Until a patch ships—and the public disclosure makes it more likely that one will, despite the previous "fixed" status—the practical mitigations available to a Chromium user are limited but real:
- Quitting the browser process (Cmd Q on macOS, fully exiting the application on Windows) terminates running Service Workers. Closing the last window may not.
- Visiting chrome://serviceworker internals/ lists all registered Service Workers in the profile and provides a manual unregister button. Edge offers an equivalent at edge://serviceworker internals/.
- Clearing site data for an unfamiliar origin removes its Service Worker registration along with cookies and storage.
- Containerizing browsing through separate profiles for high risk activities limits the persistence surface. A Service Worker registered in one profile does not run in another.

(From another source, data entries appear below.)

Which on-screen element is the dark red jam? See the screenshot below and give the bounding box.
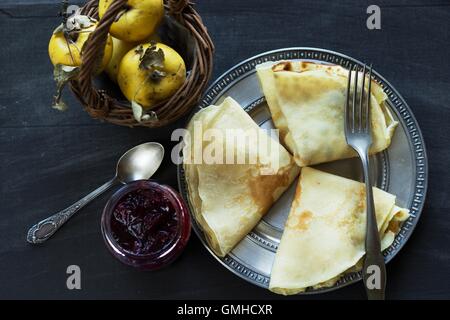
[101,180,191,270]
[111,189,178,255]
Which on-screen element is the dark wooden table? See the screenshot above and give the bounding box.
[0,0,450,299]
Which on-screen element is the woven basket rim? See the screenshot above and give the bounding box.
[70,0,214,127]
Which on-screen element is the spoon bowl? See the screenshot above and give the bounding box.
[27,142,164,244]
[116,142,164,183]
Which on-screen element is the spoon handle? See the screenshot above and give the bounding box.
[27,178,117,244]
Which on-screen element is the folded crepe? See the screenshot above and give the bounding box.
[256,61,397,167]
[183,98,299,257]
[269,167,409,295]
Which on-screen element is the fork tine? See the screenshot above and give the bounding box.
[344,68,353,131]
[358,64,366,132]
[364,64,372,132]
[352,65,358,132]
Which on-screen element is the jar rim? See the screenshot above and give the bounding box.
[101,180,191,267]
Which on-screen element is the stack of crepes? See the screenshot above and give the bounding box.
[256,61,397,167]
[183,98,299,257]
[256,61,409,294]
[183,62,409,294]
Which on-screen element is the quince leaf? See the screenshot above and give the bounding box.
[52,64,79,111]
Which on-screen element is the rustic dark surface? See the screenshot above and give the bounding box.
[0,0,450,299]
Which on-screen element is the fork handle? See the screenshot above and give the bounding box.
[360,151,386,300]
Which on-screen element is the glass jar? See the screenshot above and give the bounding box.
[101,180,191,270]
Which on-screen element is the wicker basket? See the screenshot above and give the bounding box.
[70,0,214,127]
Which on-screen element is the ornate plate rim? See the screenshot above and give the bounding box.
[177,47,428,295]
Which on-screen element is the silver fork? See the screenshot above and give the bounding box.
[344,65,386,300]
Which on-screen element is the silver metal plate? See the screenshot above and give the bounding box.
[178,48,428,294]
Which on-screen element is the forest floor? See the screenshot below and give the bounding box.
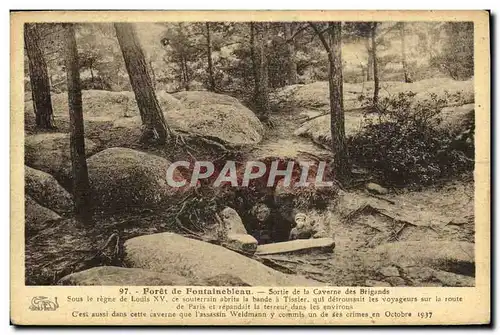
[26,80,475,286]
[252,104,474,286]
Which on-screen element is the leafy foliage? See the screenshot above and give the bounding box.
[348,92,474,186]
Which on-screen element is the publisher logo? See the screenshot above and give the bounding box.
[30,296,59,311]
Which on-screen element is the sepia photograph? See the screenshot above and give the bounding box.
[19,20,477,290]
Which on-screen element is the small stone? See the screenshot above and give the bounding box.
[365,183,389,195]
[220,207,248,235]
[365,279,391,287]
[378,266,399,277]
[224,234,258,254]
[385,277,408,286]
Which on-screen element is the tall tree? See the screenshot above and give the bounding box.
[310,22,350,181]
[205,22,216,92]
[250,22,270,122]
[114,23,172,144]
[24,23,54,129]
[370,22,380,106]
[365,38,373,81]
[64,23,92,224]
[283,22,297,85]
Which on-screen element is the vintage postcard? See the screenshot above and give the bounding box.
[10,11,491,325]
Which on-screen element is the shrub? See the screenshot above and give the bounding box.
[348,92,474,187]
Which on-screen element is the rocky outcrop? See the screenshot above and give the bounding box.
[124,233,321,286]
[24,166,73,214]
[24,133,97,181]
[24,194,61,231]
[255,237,335,256]
[87,148,187,211]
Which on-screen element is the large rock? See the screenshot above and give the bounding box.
[24,90,182,121]
[255,237,335,256]
[172,91,241,108]
[87,148,187,211]
[24,133,97,180]
[167,104,264,146]
[220,207,247,235]
[434,104,475,134]
[167,91,264,146]
[291,78,474,147]
[223,234,258,255]
[373,241,475,275]
[110,92,264,147]
[365,183,389,195]
[124,233,321,286]
[24,194,61,231]
[24,166,73,214]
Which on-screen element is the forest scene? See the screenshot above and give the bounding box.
[24,21,475,287]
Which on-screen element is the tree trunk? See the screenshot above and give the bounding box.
[251,22,270,121]
[401,22,411,83]
[371,22,380,106]
[250,22,259,90]
[328,22,350,181]
[366,38,373,81]
[64,23,92,224]
[283,23,297,85]
[114,23,172,144]
[205,22,216,92]
[24,23,54,129]
[148,61,156,90]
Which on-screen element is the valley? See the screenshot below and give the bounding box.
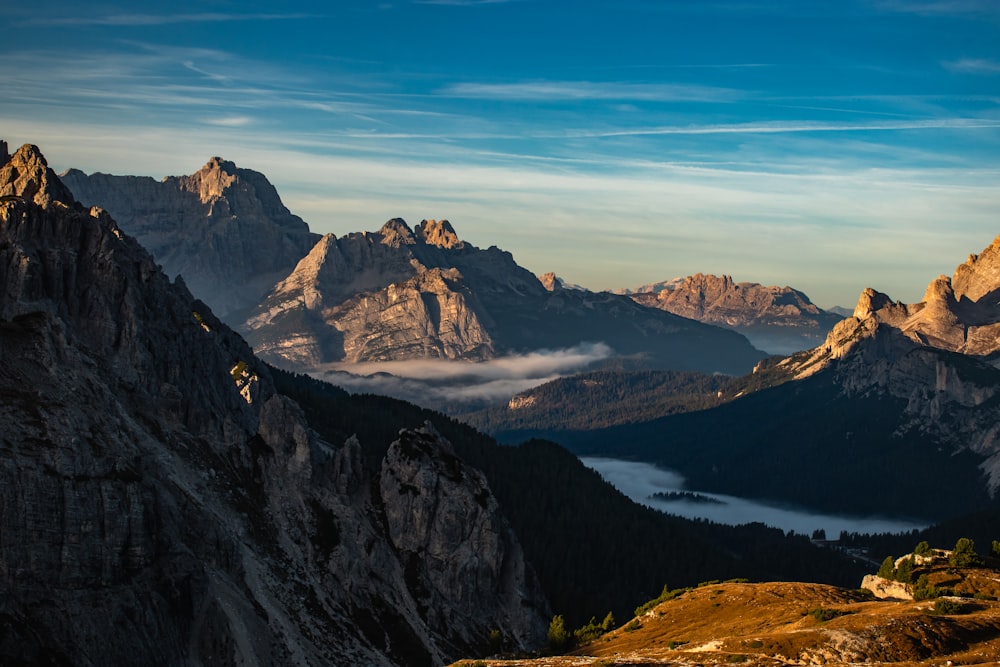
[0,138,1000,665]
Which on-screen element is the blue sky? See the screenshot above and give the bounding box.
[0,0,1000,306]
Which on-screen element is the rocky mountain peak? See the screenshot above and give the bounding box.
[191,156,238,202]
[854,287,894,320]
[378,218,417,248]
[0,144,76,206]
[952,236,1000,302]
[63,157,319,316]
[416,220,465,249]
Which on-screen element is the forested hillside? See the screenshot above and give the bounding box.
[272,369,865,626]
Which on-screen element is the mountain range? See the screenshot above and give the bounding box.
[0,140,892,665]
[619,273,843,354]
[0,146,549,665]
[516,237,1000,520]
[60,157,319,322]
[62,157,796,374]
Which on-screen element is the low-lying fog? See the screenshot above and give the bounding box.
[311,343,614,414]
[580,457,926,540]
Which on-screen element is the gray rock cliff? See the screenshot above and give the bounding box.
[624,273,842,354]
[62,157,319,319]
[779,237,1000,495]
[0,146,547,665]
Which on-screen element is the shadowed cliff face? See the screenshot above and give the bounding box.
[62,157,319,319]
[0,146,547,665]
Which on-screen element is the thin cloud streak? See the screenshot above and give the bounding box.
[560,118,1000,137]
[944,58,1000,74]
[439,81,745,102]
[17,12,317,27]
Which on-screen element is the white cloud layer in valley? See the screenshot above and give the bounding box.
[310,343,613,413]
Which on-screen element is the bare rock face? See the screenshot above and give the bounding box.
[0,146,546,665]
[795,237,1000,376]
[379,424,545,646]
[243,218,763,372]
[56,157,318,318]
[0,142,73,206]
[415,220,465,248]
[952,236,1000,305]
[625,273,841,354]
[779,238,1000,496]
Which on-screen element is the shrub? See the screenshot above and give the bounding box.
[913,574,941,601]
[809,607,846,622]
[876,556,896,579]
[635,584,691,616]
[934,598,967,616]
[893,556,913,584]
[948,537,981,567]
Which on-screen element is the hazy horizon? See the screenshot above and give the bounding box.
[0,0,1000,308]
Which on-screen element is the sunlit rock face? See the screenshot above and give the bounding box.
[0,146,549,665]
[621,273,842,354]
[62,157,319,319]
[243,218,763,373]
[780,237,1000,494]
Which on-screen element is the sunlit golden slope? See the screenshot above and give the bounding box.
[463,569,1000,667]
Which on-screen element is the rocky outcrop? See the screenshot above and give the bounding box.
[0,146,547,665]
[538,271,586,292]
[62,157,319,319]
[624,273,841,354]
[379,424,544,646]
[243,218,763,373]
[779,237,1000,495]
[788,236,1000,377]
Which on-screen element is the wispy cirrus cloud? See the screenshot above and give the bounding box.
[413,0,525,7]
[872,0,1000,16]
[437,81,746,102]
[944,58,1000,74]
[546,118,1000,138]
[18,12,316,26]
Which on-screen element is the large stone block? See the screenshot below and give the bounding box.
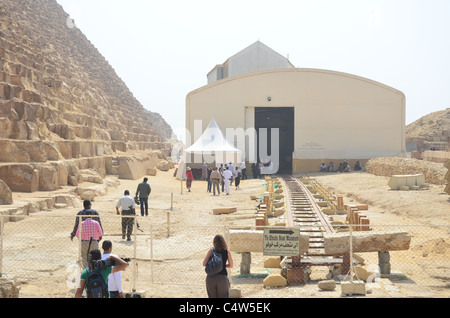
[324,229,411,255]
[0,180,13,205]
[0,164,39,192]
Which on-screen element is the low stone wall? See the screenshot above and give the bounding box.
[365,157,447,185]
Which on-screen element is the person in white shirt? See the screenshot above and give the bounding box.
[222,166,233,195]
[241,161,247,180]
[116,190,136,241]
[102,240,125,298]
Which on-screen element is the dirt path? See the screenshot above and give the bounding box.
[5,171,450,298]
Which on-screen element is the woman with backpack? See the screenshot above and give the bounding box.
[203,234,233,298]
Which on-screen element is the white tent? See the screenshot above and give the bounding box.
[177,118,241,180]
[185,118,241,153]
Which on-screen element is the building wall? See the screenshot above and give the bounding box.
[186,69,405,172]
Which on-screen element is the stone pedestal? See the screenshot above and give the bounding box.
[241,252,252,275]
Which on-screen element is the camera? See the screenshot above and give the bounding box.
[89,259,116,272]
[89,257,131,272]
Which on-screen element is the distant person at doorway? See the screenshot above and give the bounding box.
[116,190,136,241]
[186,167,194,192]
[222,166,233,195]
[203,235,233,298]
[240,161,247,180]
[135,178,152,216]
[202,162,208,180]
[206,167,212,193]
[210,167,222,195]
[354,160,362,171]
[233,167,242,190]
[252,162,258,179]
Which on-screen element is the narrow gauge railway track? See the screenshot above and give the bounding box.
[280,175,342,266]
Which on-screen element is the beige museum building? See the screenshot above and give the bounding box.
[186,41,405,173]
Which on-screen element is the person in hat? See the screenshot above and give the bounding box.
[70,200,103,270]
[186,167,194,192]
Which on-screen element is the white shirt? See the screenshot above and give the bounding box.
[222,170,233,180]
[116,195,136,211]
[102,253,123,293]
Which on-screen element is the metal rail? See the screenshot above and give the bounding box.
[280,175,342,266]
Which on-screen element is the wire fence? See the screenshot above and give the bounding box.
[0,214,450,297]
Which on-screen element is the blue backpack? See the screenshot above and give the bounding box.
[86,269,109,298]
[205,248,223,275]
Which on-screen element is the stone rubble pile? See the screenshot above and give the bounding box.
[365,157,447,185]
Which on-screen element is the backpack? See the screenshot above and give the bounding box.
[205,248,223,275]
[86,269,109,298]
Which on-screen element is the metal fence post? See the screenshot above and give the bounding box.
[132,214,137,294]
[150,224,154,285]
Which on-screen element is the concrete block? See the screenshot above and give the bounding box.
[341,281,366,296]
[263,274,287,287]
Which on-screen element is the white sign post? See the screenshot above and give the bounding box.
[263,227,300,256]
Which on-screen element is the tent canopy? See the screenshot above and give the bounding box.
[185,118,241,153]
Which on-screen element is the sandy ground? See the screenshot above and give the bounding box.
[5,170,450,298]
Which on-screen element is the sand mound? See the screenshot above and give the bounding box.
[411,238,450,259]
[365,157,447,185]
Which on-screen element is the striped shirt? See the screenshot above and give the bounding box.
[76,218,103,241]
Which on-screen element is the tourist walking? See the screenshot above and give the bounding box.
[102,240,125,298]
[135,178,152,216]
[240,161,247,180]
[75,217,103,268]
[206,167,212,193]
[203,235,233,298]
[233,167,242,190]
[222,166,233,195]
[116,190,136,241]
[210,167,222,195]
[186,167,194,192]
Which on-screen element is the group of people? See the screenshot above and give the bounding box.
[70,178,151,298]
[320,160,362,172]
[71,201,233,298]
[186,162,247,195]
[248,160,273,179]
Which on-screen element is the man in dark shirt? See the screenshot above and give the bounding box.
[70,200,103,268]
[70,200,103,240]
[136,178,152,216]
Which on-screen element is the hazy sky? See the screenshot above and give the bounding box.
[57,0,450,139]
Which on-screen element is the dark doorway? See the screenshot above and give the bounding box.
[255,107,294,174]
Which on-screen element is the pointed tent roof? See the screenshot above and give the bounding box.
[185,118,241,153]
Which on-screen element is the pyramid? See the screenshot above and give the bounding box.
[0,0,170,192]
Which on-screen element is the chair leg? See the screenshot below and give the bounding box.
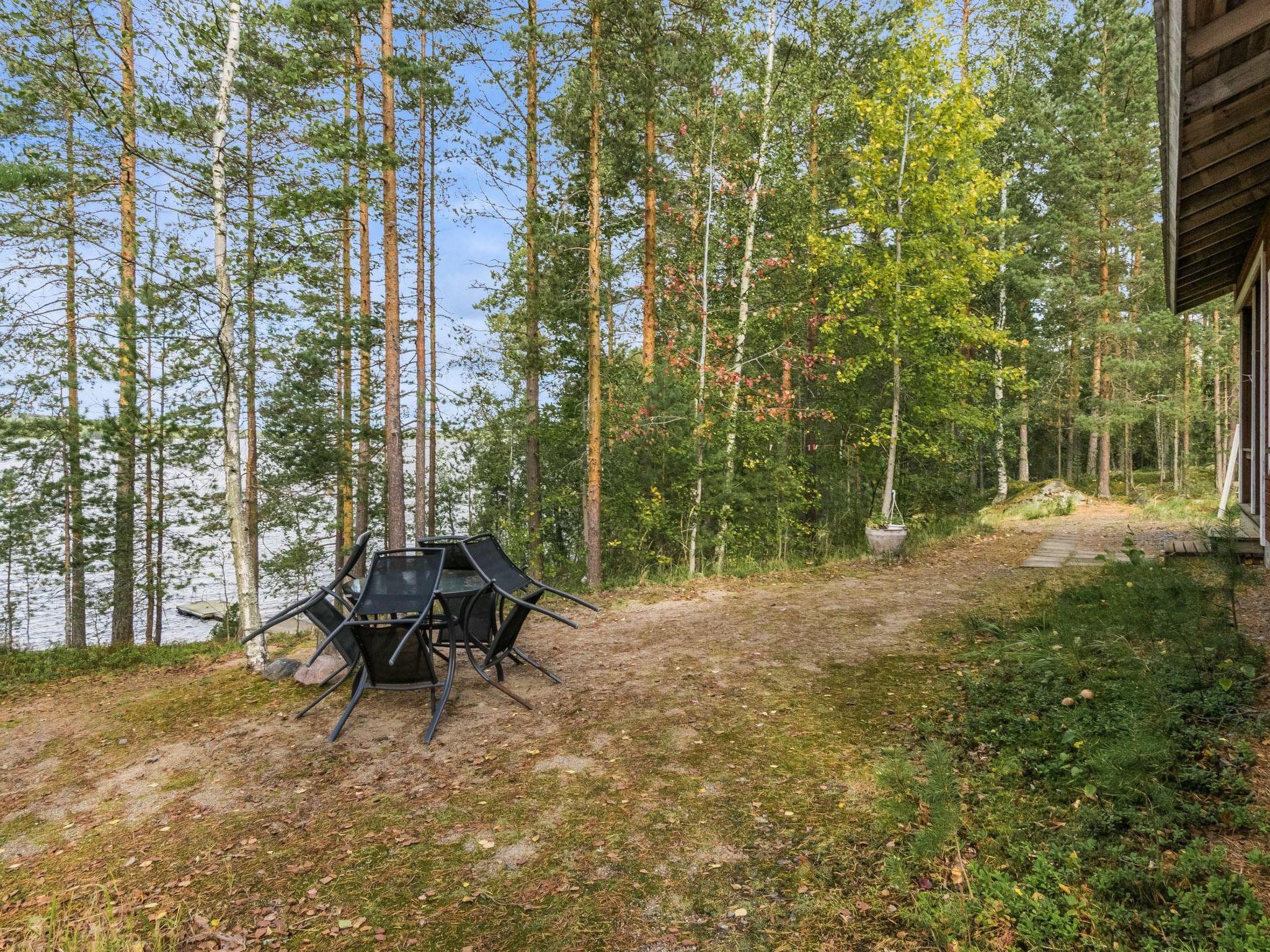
[318,664,348,688]
[468,643,533,711]
[326,668,367,741]
[423,622,458,744]
[512,647,564,684]
[295,665,357,721]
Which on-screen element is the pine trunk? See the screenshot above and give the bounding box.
[642,100,657,383]
[1181,314,1191,495]
[110,0,137,645]
[242,99,260,588]
[334,77,353,567]
[380,0,405,549]
[584,0,601,588]
[142,294,155,645]
[353,41,373,571]
[212,0,269,670]
[525,0,542,575]
[1209,311,1225,493]
[66,109,87,647]
[414,29,428,538]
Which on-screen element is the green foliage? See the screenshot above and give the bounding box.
[881,563,1270,952]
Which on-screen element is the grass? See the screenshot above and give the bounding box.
[880,547,1270,952]
[0,641,241,695]
[0,523,1270,952]
[1005,496,1076,521]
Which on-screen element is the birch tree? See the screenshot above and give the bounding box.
[212,0,269,670]
[715,2,776,573]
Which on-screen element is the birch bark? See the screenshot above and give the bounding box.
[715,2,776,573]
[212,0,269,670]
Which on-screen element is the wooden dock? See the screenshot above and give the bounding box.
[1165,537,1263,558]
[177,602,230,622]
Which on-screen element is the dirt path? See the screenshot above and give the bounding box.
[0,505,1204,948]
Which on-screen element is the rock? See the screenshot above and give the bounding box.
[260,658,300,681]
[295,654,344,684]
[1025,480,1085,504]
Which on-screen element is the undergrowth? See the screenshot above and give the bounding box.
[0,641,241,694]
[1005,496,1076,519]
[880,539,1270,952]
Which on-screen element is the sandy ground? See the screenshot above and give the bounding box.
[0,504,1224,948]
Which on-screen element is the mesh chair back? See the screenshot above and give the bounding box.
[352,622,438,687]
[464,534,533,591]
[485,589,546,661]
[419,536,473,571]
[326,532,371,590]
[305,598,360,664]
[353,549,445,617]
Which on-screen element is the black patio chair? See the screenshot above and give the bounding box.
[241,532,371,718]
[460,532,600,707]
[306,549,447,741]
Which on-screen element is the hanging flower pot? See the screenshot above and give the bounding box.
[865,523,908,557]
[865,490,908,558]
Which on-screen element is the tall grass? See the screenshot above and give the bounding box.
[880,545,1270,952]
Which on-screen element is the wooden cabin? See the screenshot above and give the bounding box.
[1155,0,1270,547]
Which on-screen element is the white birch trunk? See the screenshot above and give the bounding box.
[688,89,719,579]
[212,0,269,670]
[715,2,776,573]
[881,97,913,523]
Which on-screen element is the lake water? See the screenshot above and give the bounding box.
[0,442,453,649]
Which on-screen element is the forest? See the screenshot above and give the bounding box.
[0,0,1235,647]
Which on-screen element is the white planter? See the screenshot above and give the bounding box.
[865,524,908,556]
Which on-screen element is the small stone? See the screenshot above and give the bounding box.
[295,654,344,684]
[260,658,300,681]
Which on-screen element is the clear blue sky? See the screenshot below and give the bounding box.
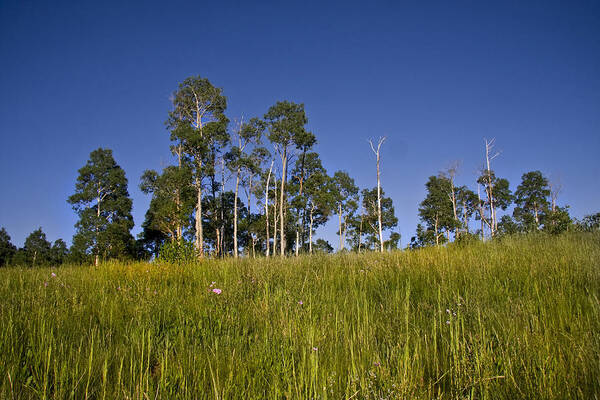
[0,0,600,245]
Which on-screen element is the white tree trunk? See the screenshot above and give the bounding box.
[279,149,287,257]
[369,137,385,253]
[194,178,204,257]
[338,203,344,251]
[265,161,273,257]
[233,168,240,258]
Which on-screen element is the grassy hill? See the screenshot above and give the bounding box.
[0,234,600,399]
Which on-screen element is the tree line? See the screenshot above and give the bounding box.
[0,76,600,266]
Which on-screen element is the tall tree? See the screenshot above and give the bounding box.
[290,152,332,255]
[329,171,359,251]
[513,171,550,230]
[456,186,479,234]
[477,170,513,239]
[264,101,316,257]
[0,228,17,267]
[23,228,52,267]
[50,239,69,265]
[140,165,195,241]
[369,136,386,253]
[419,175,458,245]
[67,148,133,265]
[361,187,400,251]
[226,118,264,258]
[167,76,227,256]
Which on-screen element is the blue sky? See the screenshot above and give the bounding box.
[0,0,600,245]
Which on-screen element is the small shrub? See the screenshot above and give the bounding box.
[158,240,197,264]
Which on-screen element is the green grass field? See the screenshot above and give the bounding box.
[0,234,600,399]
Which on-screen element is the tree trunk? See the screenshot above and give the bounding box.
[273,180,279,255]
[195,178,204,257]
[358,214,364,253]
[220,158,225,257]
[279,148,287,257]
[308,203,315,254]
[95,193,101,267]
[377,152,383,253]
[338,203,344,251]
[233,167,240,258]
[265,161,273,257]
[434,214,440,246]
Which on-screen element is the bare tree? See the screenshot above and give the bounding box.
[484,138,500,237]
[369,136,386,253]
[444,161,460,234]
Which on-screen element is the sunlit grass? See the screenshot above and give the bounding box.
[0,235,600,399]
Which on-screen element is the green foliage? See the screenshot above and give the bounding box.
[140,165,195,242]
[542,206,573,235]
[313,239,333,254]
[264,101,316,154]
[513,171,550,231]
[23,228,52,267]
[158,240,198,265]
[67,148,133,261]
[351,187,400,249]
[0,234,600,400]
[419,176,459,244]
[0,228,17,267]
[577,212,600,232]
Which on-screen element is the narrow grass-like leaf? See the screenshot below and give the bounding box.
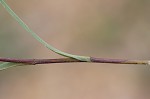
[0,62,26,70]
[0,0,90,62]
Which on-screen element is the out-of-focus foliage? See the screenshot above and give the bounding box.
[0,0,150,99]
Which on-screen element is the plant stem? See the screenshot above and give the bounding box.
[0,57,150,65]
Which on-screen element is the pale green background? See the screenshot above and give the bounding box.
[0,0,150,99]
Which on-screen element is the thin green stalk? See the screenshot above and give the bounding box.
[0,0,90,62]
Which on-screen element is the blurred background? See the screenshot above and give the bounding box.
[0,0,150,99]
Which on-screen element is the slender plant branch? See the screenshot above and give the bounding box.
[0,57,150,65]
[0,0,150,70]
[0,0,90,61]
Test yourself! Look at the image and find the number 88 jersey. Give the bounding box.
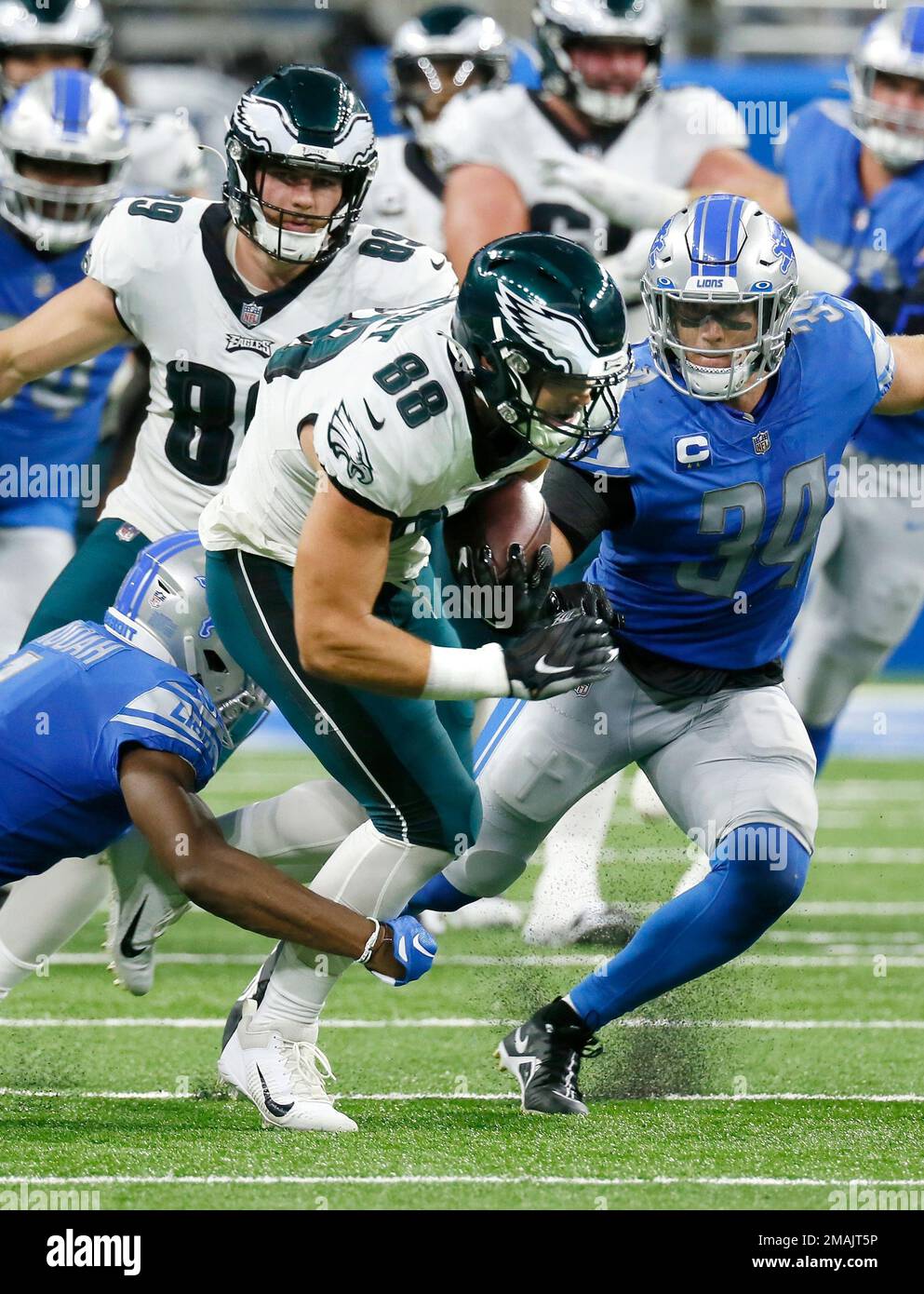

For a corporate environment, the more important step is monitoring outbound traffic from end user devices for the kind of slow steady beaconing a Service Worker botnet would produce. Endpoint detection products have not historically watched browser background activity carefully, because there was no widely exploited reason to. The May 20 disclosure changes the calculus. The next round of botnet operators is reading the same Chromium issue tracker entry the defenders are.
Google's response time on the formal patch is the next thing to watch. The bug now has the full attention the original disclosure never received. The companies running Chromium derivatives—Microsoft, Brave Software, Opera, Vivaldi, The Browser Company—are all on the same upstream patch path, and any actual fix will arrive simultaneously across the family.